2018–2019 Kenneth I. Juster Fellows

Image of Ken JusterThe Weatherhead Center is pleased to announce its 2018–2019 class of Juster Fellows. Now in its eighth year, this grant initiative is made possible by the generosity of the Honorable Kenneth I. Juster, former chair of the Center’s Advisory Committee, and recently appointed United States Ambassador to India. Ambassador Juster has devoted much of his education, professional activities, public service, and nonprofit endeavors to international affairs and is deeply engaged in promoting international understanding and advancing international relations. The Center’s Juster grants support undergraduates whose projects may be related to thesis research but may have broader experiential components as well. The newly named Juster Fellows—all of whom will be undertaking their international experiences this December and January—are as follows:  

Philip Balson, a senior history concentrator, will conduct archival research in London for his thesis on Southeast Asian dynamics and President Lyndon B. Johnson's Vietnam policy in 1963.

Julia Bunte-Mein, a junior social anthropology concentrator, will travel to India and Guinea to conduct thesis research on sustainable agriculture and agency of smallholder farmers.

Tom Osborn, a junior psychology concentrator, will travel to Kenya to conduct research using a study with Shamiri, a mental health and wellness intervention program in Kenya’s Kibera slums.

Isabel Parkey, a senior joint concentrator in history & literature and folklore & mythology, will conduct research at the UNESCO archives in Paris on the political utilization of cultural heritage in postconflict Mali.

Christina Qiu, a senior applied mathematics and economics concentrator, will travel to Paris to gather the remaining dataset that she needs for her thesis on the diffusion of welfare in Roma informal settlements of Île-de-France.

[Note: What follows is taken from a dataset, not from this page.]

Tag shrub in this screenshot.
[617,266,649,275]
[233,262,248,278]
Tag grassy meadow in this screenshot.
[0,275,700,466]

Russell Reed, a junior geography and development concentrator, will travel to Brussels, Belgium to begin research for his thesis on racial science and gorilla conservation in the Albertine Rift in central Africa.

Jinyuan Ryan Zhang, a sophomore social studies concentrator, will travel to Indonesia to conduct research on how the Association of Southeast Asian Nations has shaped the treatment of Chinese Confucians, an ethnic and racial minority, in Indonesia.